The Vinegar Tree opens with wealthy householder Augustus Merrick (David Ingram) seemingly asleep on the terrace of his 1930s country house, which comes complete with the requisite acidic butler (Stephen Novelli). Enter painter and roue Max Lawrence (Christopher Kelly), soon joined by his would-be lover, the frequently married and romantically devious Winifred (Julianna Zinkel). Winnie has finagled an invitation for their rendezvous from Augustus’s wife Laura (Teri Lamm), the sister she’s not seen for 15 years.
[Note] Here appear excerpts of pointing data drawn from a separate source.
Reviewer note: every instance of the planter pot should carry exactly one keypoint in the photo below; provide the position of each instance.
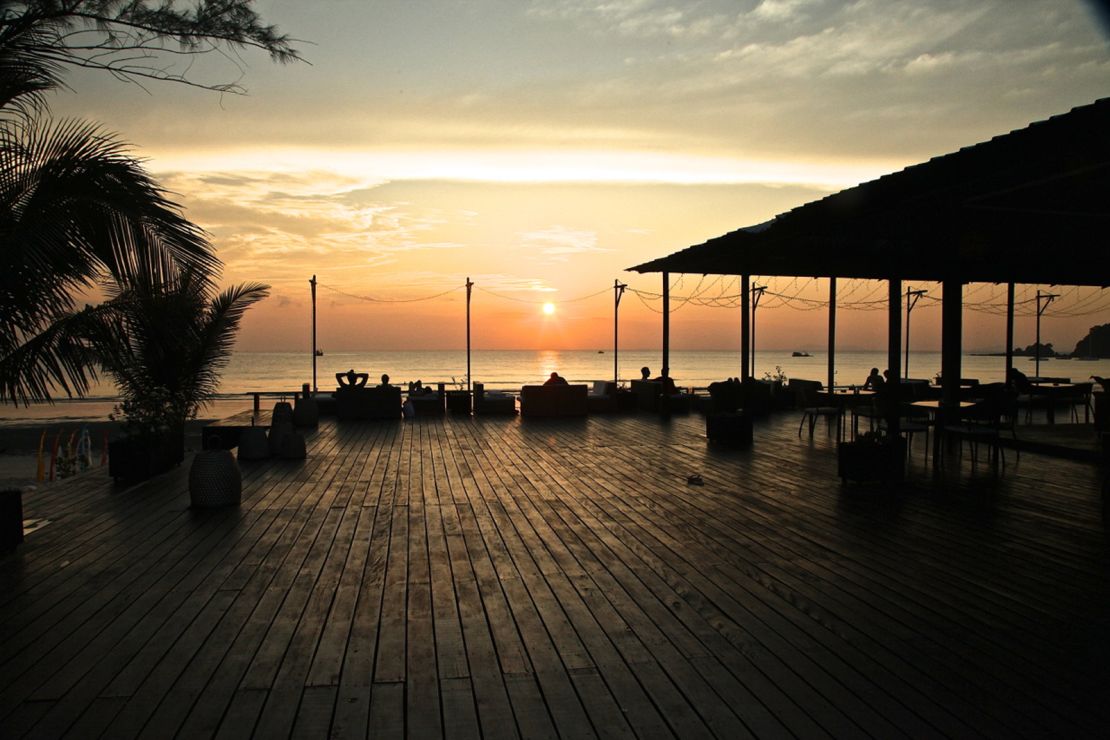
(306, 414)
(253, 444)
(11, 519)
(278, 434)
(282, 413)
(293, 447)
(869, 460)
(458, 402)
(214, 479)
(132, 459)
The soon-to-be-romantically-entangled party is complete when the Merricks’ daughter Leone (Claire Inie-Richards) returns from college, forlorn and lovelorn, with her hot-and-cold suitor Geoffry (Aubie Merrylees) in pursuit.
Osborn, Shaw, and Coward?
Osborn (1901-1988) was a successful American playwright and screenwriter who grew up in the Midwest and left for greener intellectual pastures, first at Yale (where he and Robert Frost became lifelong friends) and then in New York City. Leaving his day job on the Long Island Railroad to write full-time, Osborn crafted The Vinegar Tree (his first hit), which opened on Broadway in November 1930 and ran for 229 performances. Ten of Osborn’s stage works received Broadway productions, and two of his 12 screenplays, which include The Yearling (1946), East of Eden (1955), and South Pacific (1958), garnered Academy Award nominations.
The Vinegar Tree, high-style and intricately constructed, is rife with myriad entanglements, mistaken identities, and switchback romantic alliances. The action is set in motion by Laura’s dithering disenchantment with her staid, mundane country life; framed by Winnie’s continual desire for new romance; and exploded by Leone’s youthful determination to explore her burgeoning sexuality. Filled with double-entendres and witty banter, it’s an American version of the sophisticated British intellectual comedies of the George Bernard Shaw/Noel Coward ilk.
Languor and finesse
Recreating this very specific milieu is a challenging task to which People’s Light rises intermittently at first and more solidly in the second act. The play demands a certain kind of breezy ease that the company pushes toward but doesn’t always achieve. Often the actors speed through Osborn’s complex text, filled with frequent (and funny) jokes that skitter atop a deeper current of substance. His seemingly light exploration of mores and morals incisively questions behavior and desire using clever, easily traded barbs, hallmarks of this style.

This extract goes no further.